Professora de História em Chapecó, no Oeste catarinense, Ana Campagnolo ficou conhecida do grande público ao processar, em 2016, Marlene de Fáveri, professora da Universidade do Estado de Santa Catarina (Udesc) ex-orientadora de mestrado da deputada eleita, por suposta “perseguição ideológica”. O 1º Juizado Especial Cível de Chapecó (SC) julgou a ação improcedente, mas Ana recorreu. Já a ex-orientadora apresentou queixa-crime contra a deputada por calúnia e difamação. 

Sem unanimidade

Apesar da iniciativa do Ministério Público e da decisão em primeiro grau da Justiça, especialistas ouvidos pela Gazeta do Povo não são unânimes em afirmar que a deputada cometeu alguma ilegalidade ao criar o canal de denúncias. 

Doutora em Direito do Estado pela USP e professora do Instituto de Direito Público (IDP-SP), a advogada Telma Rocha Lisowski opina que “mais que antiética e imoral, [a atitude de Ana Campagnolo] é ilegal e inconstitucional”. 

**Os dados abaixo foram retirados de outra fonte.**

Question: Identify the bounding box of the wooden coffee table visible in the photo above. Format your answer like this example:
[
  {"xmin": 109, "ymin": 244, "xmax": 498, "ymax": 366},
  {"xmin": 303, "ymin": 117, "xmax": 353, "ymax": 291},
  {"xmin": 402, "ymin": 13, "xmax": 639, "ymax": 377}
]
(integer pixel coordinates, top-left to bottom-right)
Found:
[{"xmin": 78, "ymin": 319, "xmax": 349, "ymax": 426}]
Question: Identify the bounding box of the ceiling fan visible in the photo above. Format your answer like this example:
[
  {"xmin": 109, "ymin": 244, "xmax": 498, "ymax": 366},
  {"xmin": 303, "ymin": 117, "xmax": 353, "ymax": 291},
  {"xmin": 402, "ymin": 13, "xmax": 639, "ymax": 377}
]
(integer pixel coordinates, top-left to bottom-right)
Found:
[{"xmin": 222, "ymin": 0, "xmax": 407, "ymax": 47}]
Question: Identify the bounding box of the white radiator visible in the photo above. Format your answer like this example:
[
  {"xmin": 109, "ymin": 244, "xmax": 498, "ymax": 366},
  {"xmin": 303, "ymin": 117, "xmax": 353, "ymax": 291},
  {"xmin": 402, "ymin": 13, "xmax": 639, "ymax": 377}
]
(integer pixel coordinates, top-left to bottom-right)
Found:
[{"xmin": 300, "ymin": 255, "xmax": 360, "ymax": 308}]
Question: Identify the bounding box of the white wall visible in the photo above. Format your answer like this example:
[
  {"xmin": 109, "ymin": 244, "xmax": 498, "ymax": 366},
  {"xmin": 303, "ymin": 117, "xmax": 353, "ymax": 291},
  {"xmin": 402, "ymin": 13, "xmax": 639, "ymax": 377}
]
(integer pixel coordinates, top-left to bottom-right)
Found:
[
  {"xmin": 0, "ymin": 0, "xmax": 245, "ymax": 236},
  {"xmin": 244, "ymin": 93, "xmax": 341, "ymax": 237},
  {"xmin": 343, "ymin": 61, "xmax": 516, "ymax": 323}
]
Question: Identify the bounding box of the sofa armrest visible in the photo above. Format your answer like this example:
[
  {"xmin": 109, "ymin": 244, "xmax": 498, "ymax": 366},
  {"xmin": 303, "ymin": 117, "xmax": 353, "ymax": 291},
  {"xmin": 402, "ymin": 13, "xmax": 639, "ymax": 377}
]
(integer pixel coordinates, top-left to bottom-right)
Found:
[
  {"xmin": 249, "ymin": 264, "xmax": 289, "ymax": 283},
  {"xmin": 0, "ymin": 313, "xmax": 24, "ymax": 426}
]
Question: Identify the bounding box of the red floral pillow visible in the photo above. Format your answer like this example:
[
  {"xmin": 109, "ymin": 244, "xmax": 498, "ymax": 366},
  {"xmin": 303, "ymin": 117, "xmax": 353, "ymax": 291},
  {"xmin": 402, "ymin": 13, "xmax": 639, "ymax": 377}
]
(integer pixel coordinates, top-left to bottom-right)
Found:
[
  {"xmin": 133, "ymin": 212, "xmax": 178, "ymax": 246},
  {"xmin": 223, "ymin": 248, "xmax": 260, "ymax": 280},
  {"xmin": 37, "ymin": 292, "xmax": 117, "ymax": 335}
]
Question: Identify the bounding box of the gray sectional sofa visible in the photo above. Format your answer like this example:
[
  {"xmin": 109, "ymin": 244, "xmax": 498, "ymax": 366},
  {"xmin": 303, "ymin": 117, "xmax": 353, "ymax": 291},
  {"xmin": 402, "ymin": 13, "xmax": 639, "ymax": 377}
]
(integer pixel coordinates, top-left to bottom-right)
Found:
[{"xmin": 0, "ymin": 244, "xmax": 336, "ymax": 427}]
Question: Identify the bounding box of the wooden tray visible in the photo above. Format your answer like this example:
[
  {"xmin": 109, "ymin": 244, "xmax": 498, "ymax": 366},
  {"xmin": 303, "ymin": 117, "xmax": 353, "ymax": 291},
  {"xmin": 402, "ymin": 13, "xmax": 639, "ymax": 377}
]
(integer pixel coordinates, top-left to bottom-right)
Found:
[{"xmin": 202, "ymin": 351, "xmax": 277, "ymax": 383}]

Para Telma, a iniciativa da deputada do PSL fere a liberdade de cátedra, que envolve a “liberdade de ensinar, difundir o conhecimento, o pensamento, e promover o debate de ideias com base num pluralismo, num respeito à opinião, mas permitindo um debate amplo”. A advogada explica que se trata de um princípio constitucional, extraído, especialmente, dos incisos II e III do artigo 206 da Constituição Federal de 1988, presentes também no artigo 3° da Lei 9.394/1996, conhecida também como Lei de Diretrizes e Bases da Educação Nacional (LDB).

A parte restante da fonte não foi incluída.